The oil market is even more fragile as the uncertainty created by COVID-19 shows little sign of abating, the International Energy Agency said in its September oil market report.
A resurgence of COVID-19 cases in many countries, local lockdown measures, continued teleworking, and the weak aviation sector led to downward revisions of IEA’s demand estimates for third-quarter 2020 and fourth-quarter 2020 by 100,000 b/d and 600,000 b/d, respectively.
IEA forecasts that, for 2020, demand will fall versus 2019 by 8.4 million b/d, more than the 8.1 million b/d seen in the previous report. At 91.7 million b/d, demand has returned to 2013 levels.
In 2021, demand will grow by 5.5 million b/d. China continues a strong recovery while India shows renewed weakness.
New data show that global demand from January to July was 10.5 million b/d below last year’s level. A sharp demand recovery led by gasoline emerged as national lockdowns eased, but the curve has flattened as it is apparent that COVID-19 will be with us for some time.

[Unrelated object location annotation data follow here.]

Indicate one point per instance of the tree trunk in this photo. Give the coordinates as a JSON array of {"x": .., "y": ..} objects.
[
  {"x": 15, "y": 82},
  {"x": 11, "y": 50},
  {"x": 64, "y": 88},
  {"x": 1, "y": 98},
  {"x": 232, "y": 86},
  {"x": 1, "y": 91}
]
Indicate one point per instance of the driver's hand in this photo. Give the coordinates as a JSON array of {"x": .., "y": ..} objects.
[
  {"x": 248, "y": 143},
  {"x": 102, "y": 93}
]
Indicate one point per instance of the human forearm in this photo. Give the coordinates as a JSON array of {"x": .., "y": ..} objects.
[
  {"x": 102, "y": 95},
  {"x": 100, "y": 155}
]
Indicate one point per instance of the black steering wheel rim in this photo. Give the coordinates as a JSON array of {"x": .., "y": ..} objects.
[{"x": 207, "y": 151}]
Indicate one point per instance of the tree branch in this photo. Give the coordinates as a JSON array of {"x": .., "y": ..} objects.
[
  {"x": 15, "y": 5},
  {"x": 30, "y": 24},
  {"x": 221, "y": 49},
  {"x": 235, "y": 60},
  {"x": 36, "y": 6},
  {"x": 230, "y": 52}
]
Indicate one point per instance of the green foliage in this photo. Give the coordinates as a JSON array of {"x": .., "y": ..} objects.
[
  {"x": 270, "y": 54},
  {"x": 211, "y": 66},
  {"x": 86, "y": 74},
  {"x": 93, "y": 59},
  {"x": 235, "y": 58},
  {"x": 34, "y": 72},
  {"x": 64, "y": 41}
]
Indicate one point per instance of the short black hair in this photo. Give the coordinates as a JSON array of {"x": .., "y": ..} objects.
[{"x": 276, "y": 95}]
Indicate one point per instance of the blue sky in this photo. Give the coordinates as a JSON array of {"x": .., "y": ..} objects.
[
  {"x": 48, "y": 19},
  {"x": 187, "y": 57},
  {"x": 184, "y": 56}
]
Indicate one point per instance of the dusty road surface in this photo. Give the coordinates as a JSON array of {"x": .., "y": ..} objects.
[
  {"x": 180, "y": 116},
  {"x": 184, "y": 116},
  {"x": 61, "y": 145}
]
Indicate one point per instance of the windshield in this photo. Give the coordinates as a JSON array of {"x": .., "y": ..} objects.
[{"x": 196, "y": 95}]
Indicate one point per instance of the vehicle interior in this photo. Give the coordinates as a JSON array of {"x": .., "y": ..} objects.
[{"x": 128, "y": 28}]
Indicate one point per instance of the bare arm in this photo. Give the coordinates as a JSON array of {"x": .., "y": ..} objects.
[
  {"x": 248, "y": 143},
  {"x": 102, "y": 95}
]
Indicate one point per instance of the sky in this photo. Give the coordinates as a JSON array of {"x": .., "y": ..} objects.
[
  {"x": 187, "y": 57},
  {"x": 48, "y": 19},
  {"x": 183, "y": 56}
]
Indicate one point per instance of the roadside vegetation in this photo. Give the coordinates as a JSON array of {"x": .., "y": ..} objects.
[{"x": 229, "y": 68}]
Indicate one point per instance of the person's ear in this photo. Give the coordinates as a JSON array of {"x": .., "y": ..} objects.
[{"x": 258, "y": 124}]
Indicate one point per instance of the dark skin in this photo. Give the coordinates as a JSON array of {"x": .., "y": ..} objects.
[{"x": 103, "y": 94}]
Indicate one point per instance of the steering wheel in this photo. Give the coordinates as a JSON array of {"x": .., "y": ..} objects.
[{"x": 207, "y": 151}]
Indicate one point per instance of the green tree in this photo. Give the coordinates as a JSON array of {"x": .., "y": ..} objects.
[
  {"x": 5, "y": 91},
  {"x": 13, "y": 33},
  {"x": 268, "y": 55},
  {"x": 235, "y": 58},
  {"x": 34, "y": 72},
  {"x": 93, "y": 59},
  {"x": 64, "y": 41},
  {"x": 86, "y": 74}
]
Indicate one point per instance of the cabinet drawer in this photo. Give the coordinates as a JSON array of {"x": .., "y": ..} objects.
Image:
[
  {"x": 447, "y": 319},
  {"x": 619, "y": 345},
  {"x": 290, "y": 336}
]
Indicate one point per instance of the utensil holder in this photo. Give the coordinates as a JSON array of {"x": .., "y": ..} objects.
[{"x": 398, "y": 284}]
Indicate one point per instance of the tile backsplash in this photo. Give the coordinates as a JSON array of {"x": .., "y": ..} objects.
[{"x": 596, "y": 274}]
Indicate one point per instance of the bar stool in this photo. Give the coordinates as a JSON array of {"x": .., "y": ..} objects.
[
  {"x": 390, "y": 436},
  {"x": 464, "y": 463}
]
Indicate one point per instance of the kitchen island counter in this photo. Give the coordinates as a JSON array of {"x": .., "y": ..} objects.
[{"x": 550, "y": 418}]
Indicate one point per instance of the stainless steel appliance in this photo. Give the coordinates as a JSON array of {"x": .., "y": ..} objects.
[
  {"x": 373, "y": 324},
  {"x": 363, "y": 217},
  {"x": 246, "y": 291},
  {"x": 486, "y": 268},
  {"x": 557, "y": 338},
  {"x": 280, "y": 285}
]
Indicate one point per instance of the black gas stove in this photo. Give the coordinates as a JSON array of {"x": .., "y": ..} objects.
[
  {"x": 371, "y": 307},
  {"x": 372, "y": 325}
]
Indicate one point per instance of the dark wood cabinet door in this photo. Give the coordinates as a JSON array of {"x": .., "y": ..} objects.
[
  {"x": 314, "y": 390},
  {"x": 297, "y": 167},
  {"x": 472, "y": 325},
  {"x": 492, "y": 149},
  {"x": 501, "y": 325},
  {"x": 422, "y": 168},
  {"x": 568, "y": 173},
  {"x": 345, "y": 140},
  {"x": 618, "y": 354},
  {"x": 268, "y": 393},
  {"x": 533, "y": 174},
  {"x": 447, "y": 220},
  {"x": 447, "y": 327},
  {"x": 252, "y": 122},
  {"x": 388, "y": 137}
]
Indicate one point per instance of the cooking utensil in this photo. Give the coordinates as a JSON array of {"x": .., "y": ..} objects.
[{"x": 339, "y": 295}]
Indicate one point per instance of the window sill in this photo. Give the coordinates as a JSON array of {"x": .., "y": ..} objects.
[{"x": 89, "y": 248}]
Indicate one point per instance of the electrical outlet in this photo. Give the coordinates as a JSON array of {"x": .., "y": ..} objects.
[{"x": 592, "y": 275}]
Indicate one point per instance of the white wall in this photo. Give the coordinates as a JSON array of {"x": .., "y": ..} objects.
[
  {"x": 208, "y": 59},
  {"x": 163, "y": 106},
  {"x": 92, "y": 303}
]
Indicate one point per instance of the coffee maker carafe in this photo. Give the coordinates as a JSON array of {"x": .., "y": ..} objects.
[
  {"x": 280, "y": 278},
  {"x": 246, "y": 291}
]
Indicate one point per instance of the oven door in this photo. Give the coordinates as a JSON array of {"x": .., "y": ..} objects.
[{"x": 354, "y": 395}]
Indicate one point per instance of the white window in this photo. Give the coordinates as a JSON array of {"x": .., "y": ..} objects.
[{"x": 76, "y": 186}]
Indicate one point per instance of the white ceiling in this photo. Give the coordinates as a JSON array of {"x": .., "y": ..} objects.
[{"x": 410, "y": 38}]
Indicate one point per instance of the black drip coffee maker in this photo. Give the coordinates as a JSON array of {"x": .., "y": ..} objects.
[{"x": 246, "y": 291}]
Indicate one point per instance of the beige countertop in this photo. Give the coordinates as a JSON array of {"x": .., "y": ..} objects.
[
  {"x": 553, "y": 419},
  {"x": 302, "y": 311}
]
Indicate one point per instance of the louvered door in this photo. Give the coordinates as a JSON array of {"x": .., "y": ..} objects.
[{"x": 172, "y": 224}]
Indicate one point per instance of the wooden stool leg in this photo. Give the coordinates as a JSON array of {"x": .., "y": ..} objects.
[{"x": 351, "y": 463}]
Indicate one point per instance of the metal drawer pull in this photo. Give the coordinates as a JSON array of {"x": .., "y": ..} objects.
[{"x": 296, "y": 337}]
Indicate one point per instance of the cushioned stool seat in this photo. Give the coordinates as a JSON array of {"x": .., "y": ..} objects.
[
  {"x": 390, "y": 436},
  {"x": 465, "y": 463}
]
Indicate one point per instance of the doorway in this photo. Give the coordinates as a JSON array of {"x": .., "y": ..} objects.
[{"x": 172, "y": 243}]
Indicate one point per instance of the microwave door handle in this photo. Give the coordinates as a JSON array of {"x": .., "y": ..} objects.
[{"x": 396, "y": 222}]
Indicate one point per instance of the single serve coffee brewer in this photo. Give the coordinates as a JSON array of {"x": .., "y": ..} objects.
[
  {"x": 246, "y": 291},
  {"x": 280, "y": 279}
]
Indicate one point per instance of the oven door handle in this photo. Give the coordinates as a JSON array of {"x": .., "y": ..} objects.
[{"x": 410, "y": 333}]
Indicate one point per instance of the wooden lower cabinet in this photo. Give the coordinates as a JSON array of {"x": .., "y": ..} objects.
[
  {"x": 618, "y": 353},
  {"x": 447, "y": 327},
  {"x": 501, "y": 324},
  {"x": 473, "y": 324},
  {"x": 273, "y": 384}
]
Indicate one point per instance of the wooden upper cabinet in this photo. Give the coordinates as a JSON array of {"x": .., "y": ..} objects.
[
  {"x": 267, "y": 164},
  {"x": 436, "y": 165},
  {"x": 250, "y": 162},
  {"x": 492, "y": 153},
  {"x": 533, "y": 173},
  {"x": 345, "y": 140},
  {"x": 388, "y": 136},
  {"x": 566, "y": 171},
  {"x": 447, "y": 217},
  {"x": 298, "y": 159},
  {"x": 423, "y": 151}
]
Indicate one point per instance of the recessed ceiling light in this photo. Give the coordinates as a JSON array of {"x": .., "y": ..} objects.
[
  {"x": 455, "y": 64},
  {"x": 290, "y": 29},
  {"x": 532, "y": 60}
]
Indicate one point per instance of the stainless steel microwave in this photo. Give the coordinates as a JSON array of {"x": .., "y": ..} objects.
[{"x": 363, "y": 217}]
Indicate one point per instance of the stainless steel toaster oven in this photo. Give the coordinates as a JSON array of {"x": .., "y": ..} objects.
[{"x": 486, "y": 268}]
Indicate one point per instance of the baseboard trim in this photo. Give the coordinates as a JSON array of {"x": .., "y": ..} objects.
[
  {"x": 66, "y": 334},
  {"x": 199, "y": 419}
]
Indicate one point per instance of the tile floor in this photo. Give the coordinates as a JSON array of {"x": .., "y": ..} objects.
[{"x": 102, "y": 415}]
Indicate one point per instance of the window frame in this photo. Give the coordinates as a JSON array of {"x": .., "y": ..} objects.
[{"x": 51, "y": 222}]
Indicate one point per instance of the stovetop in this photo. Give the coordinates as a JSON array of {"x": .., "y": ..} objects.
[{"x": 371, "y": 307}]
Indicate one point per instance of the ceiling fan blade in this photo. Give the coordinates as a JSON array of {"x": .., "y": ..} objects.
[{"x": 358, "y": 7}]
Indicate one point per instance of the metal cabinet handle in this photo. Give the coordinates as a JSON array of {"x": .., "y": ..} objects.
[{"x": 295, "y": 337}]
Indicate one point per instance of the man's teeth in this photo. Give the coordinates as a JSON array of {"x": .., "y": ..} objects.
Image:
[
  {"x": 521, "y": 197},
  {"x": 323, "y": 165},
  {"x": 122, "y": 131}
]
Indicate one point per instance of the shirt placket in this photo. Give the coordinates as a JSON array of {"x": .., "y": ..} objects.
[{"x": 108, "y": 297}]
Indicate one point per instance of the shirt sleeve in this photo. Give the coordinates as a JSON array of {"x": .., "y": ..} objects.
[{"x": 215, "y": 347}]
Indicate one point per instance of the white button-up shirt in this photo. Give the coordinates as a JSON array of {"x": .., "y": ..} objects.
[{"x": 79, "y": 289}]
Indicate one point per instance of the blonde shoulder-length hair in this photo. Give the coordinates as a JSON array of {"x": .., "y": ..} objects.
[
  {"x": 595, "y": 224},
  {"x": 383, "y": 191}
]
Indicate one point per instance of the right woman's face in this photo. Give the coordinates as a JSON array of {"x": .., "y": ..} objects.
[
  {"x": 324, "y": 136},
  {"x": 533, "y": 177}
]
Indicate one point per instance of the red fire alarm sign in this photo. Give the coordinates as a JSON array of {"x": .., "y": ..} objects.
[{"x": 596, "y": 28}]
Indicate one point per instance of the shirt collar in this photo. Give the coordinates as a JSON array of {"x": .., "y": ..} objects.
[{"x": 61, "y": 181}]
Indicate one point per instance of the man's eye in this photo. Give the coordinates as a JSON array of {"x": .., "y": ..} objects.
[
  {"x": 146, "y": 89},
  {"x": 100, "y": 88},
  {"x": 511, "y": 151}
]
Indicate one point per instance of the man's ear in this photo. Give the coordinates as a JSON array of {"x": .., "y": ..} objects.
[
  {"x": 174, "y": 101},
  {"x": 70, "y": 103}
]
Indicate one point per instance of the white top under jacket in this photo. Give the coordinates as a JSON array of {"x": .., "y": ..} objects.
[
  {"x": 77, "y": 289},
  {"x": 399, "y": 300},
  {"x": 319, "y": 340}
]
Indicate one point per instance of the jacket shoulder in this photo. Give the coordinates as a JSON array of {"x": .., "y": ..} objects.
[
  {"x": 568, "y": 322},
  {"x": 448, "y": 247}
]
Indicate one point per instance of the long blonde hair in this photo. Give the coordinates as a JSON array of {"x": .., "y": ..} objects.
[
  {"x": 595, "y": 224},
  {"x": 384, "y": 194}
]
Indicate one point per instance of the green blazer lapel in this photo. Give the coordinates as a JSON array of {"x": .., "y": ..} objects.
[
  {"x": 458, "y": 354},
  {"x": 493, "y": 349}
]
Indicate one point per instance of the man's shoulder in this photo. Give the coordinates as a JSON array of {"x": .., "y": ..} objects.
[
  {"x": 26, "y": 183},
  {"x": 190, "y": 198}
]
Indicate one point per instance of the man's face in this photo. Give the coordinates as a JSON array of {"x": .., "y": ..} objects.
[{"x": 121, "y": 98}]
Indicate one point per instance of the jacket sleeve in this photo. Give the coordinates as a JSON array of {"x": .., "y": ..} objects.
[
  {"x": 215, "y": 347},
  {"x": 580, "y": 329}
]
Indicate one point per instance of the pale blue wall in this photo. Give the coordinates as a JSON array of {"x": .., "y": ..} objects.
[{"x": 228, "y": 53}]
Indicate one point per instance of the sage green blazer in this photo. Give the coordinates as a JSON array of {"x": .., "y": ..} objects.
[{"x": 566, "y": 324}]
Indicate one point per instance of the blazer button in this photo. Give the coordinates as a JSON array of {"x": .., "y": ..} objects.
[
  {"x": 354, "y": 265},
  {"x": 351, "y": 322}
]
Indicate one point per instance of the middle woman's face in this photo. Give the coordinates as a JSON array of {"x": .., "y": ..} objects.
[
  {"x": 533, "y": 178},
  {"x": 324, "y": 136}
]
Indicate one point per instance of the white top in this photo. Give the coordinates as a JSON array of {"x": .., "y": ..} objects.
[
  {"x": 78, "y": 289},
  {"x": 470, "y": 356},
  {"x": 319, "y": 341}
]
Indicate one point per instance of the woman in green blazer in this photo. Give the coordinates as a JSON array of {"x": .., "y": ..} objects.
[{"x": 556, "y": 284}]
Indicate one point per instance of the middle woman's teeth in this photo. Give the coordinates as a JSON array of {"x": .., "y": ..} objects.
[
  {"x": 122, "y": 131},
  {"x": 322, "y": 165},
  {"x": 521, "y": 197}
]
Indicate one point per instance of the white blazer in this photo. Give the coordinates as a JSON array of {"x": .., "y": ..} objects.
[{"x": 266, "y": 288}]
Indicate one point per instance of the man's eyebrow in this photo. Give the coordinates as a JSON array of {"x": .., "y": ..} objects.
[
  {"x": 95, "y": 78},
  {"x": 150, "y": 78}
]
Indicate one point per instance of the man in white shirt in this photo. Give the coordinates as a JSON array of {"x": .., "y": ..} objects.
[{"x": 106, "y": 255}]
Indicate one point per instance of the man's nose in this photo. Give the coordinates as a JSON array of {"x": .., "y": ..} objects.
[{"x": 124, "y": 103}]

“In Europe, the number of new cases has risen as the holiday season ends, though the rate of hospitalizations and deaths is lower than seen earlier this year. Case numbers in the US are falling and the situation seems to be improving in Japan and Korea. However, in various places, the situation is worrying, and we are seeing localized lockdowns. Some countries, for example France and the UK, have introduced measures such as mask-wearing obligations and restrictions on gatherings and they may yet go further to fight the pandemic. These developments weigh heavily on economic activity and lead to lower expectations for a recovery in energy demand,” IEA said.
India has seen a continued upsurge in COVID-19 cases, contributing in August to the largest month-on-month fall of oil demand there since April, as the recovery in oil demand that started in May came to an abrupt halt.
Chinese apparent oil demand was again high in July, rising by 965,000 b/d y-o-y. China’s economy returned to growth in second-quarter 2020. GDP grew by 3.2% y-o-y.
Saudi Arabia and Russia led world oil supply higher to 91.7 million b/d in August after OPEC+ cuts eased in line with the group’s output agreement. Production was up 1.1 million b/d m-o-m, but down 9.3 million b/d y-o-y reflecting the ongoing impact of record output declines that started earlier in the year.
On the downside, the US saw output drop by 400,000 b/d in August due to Hurricane Laura, but recovery in September continues as additional shut-in volumes come back online. For the year, US output will be down 700,000 b/d as onshore drilling and completion rates remain well below levels required to offset declines across the shale patch. In the absence of an uptick in investment, IEA forecast a further decline of 600,000 b/d in 2021.
Total non-OPEC production is expected to drop by 2.6 million b/d in 2020 and by as much as 4.9 million b/d in fourth-quarter 2020 compared with a year earlier, before posting a modest recovery in 2021 of around 500,000 b/d.
With global output increasing overall, plus IEA’s downward revised demand data, IEA now calculates implied stock draws in second-half 2020 of 3.4 million b/d, nearly 1 million b/d less than estimated in last month’s report.
Stock draws suggest firmer prices, but the front of the price curve moved down in August and prices for physical barrels (Dated Brent) fell below front-month futures, usually a sign of weakness.
Despite a stock draw over time, OECD data show a return to record levels due to a July increase. OECD industry stocks rose by 13.5 million bbl to 3,225 million bbl in July. For the year to July, stocks have increased by 334.5 million bbl at an average rate of 1.57 million b/d.
Preliminary data for August show industry crude stocks fell in all three regions: -19.3 million bbl in the US, -9.8 million bbl in Europe, and -1.3 million bbl in Japan (nearly 1 million b/d in total). In August, volumes of crude in floating storage fell sharply by 59.9 million bbl (1.93 million b/d) to 168.4 million bbl, but early reports suggest volumes might rise in September.
Chinese crude buying—which has provided strong support to the crude market since April—slowed sharply for September and October deliveries leaving unsold barrels. Additionally, persistently weak refinery margins provide little incentive to boost crude purchases. Finally, IEA see trading houses once again looking to charter ships to store oil.